6. Offer to be a guest writer
If you can write, and are an expert in your field, then you probably have something valuable to say that will benefit others. Anyone putting on an event or publishing a magazine or blog needs interesting content, so you might just be surprised to find they’d love you to approach them!
The same rules apply though – do your research, find the best suited events or publications, then make a personal approach with a clear idea on where you can add value, and why you are qualified. Expanding this idea out, once you’ve built your own personal brand as an expert in your field, you can also consider providing comments to local press or niche publications.
7. Have all your ducks in a row
You never know when you might get a press enquiry (it isn’t always just when you send a release out!) and you want to be able to react quickly whenever and wherever you are. It is therefore worth having pre-prepared documents that are shared with those in your team outlining how you describe your company, what your story is, and what your points-of-view are. Keep this with all the collateral (such as images and biographies) so you’ve always got it to hand.
To avoid missing opportunities, it is wise to make sure everyone in your team knows who is authorised to provide comment to the press, and what the process and hierarchy is if someone is unavailable.
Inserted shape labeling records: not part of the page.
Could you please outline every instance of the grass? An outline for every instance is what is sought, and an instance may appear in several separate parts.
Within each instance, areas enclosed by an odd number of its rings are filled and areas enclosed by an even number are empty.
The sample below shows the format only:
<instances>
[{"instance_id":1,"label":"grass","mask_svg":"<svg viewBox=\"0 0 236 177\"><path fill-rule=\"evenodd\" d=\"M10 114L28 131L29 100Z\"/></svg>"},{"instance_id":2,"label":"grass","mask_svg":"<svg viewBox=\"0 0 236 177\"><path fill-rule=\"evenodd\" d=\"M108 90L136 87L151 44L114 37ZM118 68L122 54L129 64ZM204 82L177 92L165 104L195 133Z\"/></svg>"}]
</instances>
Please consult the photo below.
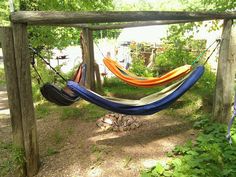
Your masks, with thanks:
<instances>
[{"instance_id":1,"label":"grass","mask_svg":"<svg viewBox=\"0 0 236 177\"><path fill-rule=\"evenodd\" d=\"M176 146L168 153L172 157L171 161L161 167L157 164L152 169L144 170L141 176L236 176L236 127L231 131L234 141L232 145L225 138L226 125L213 123L209 121L209 117L202 117L195 122L194 127L200 129L195 141Z\"/></svg>"},{"instance_id":2,"label":"grass","mask_svg":"<svg viewBox=\"0 0 236 177\"><path fill-rule=\"evenodd\" d=\"M0 142L0 176L11 175L15 173L21 173L21 169L24 158L23 151L13 146L12 143Z\"/></svg>"}]
</instances>

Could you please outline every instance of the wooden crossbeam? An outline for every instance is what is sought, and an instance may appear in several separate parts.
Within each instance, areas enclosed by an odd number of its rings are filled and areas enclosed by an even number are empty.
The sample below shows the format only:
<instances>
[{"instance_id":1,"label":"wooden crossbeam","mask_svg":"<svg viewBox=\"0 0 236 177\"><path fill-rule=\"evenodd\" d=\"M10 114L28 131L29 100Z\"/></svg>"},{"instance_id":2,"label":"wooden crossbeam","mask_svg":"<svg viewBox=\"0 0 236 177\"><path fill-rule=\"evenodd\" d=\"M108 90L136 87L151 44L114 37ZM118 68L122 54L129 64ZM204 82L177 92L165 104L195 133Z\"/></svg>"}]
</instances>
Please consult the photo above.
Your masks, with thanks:
<instances>
[{"instance_id":1,"label":"wooden crossbeam","mask_svg":"<svg viewBox=\"0 0 236 177\"><path fill-rule=\"evenodd\" d=\"M235 19L236 12L180 12L180 11L110 11L110 12L48 12L19 11L11 13L13 23L78 24L131 22L155 20L213 20Z\"/></svg>"}]
</instances>

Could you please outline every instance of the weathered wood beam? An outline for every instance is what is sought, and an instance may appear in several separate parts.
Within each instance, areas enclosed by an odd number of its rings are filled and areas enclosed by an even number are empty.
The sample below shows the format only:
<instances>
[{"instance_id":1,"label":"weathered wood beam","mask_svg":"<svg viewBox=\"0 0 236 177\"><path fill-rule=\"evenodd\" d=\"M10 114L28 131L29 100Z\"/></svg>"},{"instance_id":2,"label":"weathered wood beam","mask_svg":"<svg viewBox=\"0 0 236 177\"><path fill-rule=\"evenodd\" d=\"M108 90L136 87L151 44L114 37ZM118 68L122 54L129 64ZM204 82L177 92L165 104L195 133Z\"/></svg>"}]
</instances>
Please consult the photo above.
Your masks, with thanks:
<instances>
[{"instance_id":1,"label":"weathered wood beam","mask_svg":"<svg viewBox=\"0 0 236 177\"><path fill-rule=\"evenodd\" d=\"M8 103L10 108L10 118L12 126L13 146L21 151L25 151L24 134L22 127L22 114L20 105L20 93L18 88L18 78L16 72L16 62L14 55L14 42L12 28L0 28L1 44L3 51L4 70L7 81ZM26 164L23 163L16 169L14 176L26 176Z\"/></svg>"},{"instance_id":2,"label":"weathered wood beam","mask_svg":"<svg viewBox=\"0 0 236 177\"><path fill-rule=\"evenodd\" d=\"M236 12L180 12L180 11L110 11L110 12L48 12L19 11L11 13L14 23L77 24L103 22L131 22L154 20L235 19Z\"/></svg>"},{"instance_id":3,"label":"weathered wood beam","mask_svg":"<svg viewBox=\"0 0 236 177\"><path fill-rule=\"evenodd\" d=\"M25 161L27 176L37 174L39 169L39 151L37 128L32 98L32 83L30 74L30 57L28 51L27 25L13 24L14 53L20 108L24 134Z\"/></svg>"},{"instance_id":4,"label":"weathered wood beam","mask_svg":"<svg viewBox=\"0 0 236 177\"><path fill-rule=\"evenodd\" d=\"M199 21L203 21L199 20ZM170 25L179 23L197 22L196 20L163 20L163 21L144 21L144 22L127 22L121 24L100 24L91 25L89 28L92 30L107 30L107 29L122 29L122 28L134 28L141 26L154 26L154 25Z\"/></svg>"},{"instance_id":5,"label":"weathered wood beam","mask_svg":"<svg viewBox=\"0 0 236 177\"><path fill-rule=\"evenodd\" d=\"M85 86L95 90L93 32L90 29L83 28L81 42L83 62L87 66Z\"/></svg>"},{"instance_id":6,"label":"weathered wood beam","mask_svg":"<svg viewBox=\"0 0 236 177\"><path fill-rule=\"evenodd\" d=\"M232 113L232 91L235 76L233 72L234 60L229 57L231 27L232 20L224 20L213 106L213 119L221 123L227 123Z\"/></svg>"},{"instance_id":7,"label":"weathered wood beam","mask_svg":"<svg viewBox=\"0 0 236 177\"><path fill-rule=\"evenodd\" d=\"M122 29L122 28L132 28L139 26L152 26L152 25L169 25L169 24L179 24L179 23L191 23L204 21L201 20L163 20L163 21L137 21L137 22L123 22L123 23L109 23L109 24L52 24L50 26L60 26L60 27L74 27L74 28L89 28L91 30L106 30L106 29ZM49 24L46 24L49 26Z\"/></svg>"}]
</instances>

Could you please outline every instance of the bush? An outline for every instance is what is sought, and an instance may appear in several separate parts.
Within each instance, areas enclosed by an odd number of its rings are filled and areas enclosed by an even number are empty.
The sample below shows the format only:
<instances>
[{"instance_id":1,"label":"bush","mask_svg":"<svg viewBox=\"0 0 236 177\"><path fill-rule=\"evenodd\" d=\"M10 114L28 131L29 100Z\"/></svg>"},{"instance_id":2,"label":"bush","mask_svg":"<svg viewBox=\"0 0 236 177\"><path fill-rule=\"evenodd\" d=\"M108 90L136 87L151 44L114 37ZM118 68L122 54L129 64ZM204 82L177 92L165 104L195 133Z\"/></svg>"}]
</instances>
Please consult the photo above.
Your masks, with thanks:
<instances>
[{"instance_id":1,"label":"bush","mask_svg":"<svg viewBox=\"0 0 236 177\"><path fill-rule=\"evenodd\" d=\"M147 68L144 64L143 58L133 58L130 72L137 76L152 77L153 73L150 68Z\"/></svg>"}]
</instances>

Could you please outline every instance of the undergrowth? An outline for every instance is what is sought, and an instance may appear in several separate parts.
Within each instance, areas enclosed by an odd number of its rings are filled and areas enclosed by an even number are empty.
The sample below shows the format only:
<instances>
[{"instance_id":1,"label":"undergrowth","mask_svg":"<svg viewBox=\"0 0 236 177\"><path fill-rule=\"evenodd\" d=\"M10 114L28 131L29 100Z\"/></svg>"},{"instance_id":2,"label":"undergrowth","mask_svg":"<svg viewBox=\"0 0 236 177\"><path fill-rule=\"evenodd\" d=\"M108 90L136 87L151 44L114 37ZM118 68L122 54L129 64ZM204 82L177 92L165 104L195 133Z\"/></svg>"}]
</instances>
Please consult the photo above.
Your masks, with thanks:
<instances>
[{"instance_id":1,"label":"undergrowth","mask_svg":"<svg viewBox=\"0 0 236 177\"><path fill-rule=\"evenodd\" d=\"M12 143L0 142L0 176L22 173L20 169L24 164L24 152Z\"/></svg>"},{"instance_id":2,"label":"undergrowth","mask_svg":"<svg viewBox=\"0 0 236 177\"><path fill-rule=\"evenodd\" d=\"M195 141L176 146L167 155L172 160L141 172L142 177L234 177L236 176L236 129L232 128L233 145L226 138L226 125L213 123L209 117L195 122L200 129Z\"/></svg>"}]
</instances>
The last thing you want is to find out is that the Times phoned for a quote while you were on holiday but the team didn’t want to disturb you.
Always remember that you cannot guarantee PR coverage, you have to earn it, and sometimes even the best sold-in stories can get knocked out if a huge news story hits – trust me I know, I did a major launch the day the royal baby was born! But follow-up and don’t give up… just one serious piece of coverage can make a huge difference to your business!